EdgeCompress: Coupling Multidimensional Model Compression and Dynamic Inference for EdgeAI
Hao Kong,Di Liu,Shuo Huai,Xiangzhong Luo,Ravi Subramaniam,Christian Makaya,Qian Lin,Weichen Liu
DOI: https://doi.org/10.1109/tcad.2023.3276938
IF: 2.9
2023-01-01
IEEE Transactions on Computer-Aided Design of Integrated Circuits and Systems
Abstract:Convolutional neural networks (CNNs) have demonstrated encouraging results in image classification tasks. However, the prohibitive computational cost of CNNs hinders the deployment of CNNs onto resource-constrained embedded devices. To address this issue, we propose EdgeCompress, a comprehensive compression framework to reduce the computational overhead of CNNs. In EdgeCompress, we first introduce dynamic image cropping (DIC), where we design a lightweight foreground predictor to accurately crop the most informative foreground object of input images for inference, which avoids redundant computation on background regions. Subsequently, we present compound shrinking (CS) to collaboratively compress the three dimensions (depth, width, and resolution) of CNNs according to their contribution to accuracy and model computation. DIC and CS together constitute a multidimensional CNN compression framework, which is able to comprehensively reduce the computational redundancy in both input images and neural network architectures, thereby improving the inference efficiency of CNNs.

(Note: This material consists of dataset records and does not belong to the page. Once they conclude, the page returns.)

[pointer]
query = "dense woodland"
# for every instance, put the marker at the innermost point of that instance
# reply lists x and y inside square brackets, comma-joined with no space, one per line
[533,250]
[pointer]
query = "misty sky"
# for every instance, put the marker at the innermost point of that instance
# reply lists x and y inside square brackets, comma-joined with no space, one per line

Further, we present a dynamic inference framework to efficiently process input images with different recognition difficulties, where we cascade multiple models with different complexities from our compression framework and dynamically adopt different models for different input images, which further compresses the computational redundancy and improves the inference efficiency of CNNs, facilitating the deployment of advanced CNNs onto embedded hardware. Experiments on ImageNet-1K demonstrate that EdgeCompress reduces the computation of ResNet-50 by 48.8% while improving the top-1 accuracy by 0.8%. Meanwhile, we improve the accuracy by 4.1% with similar computation compared to HRank. The state-of-the-art compression framework. The source code and models are available at https://github.com/ntuliuteam/edge-compress .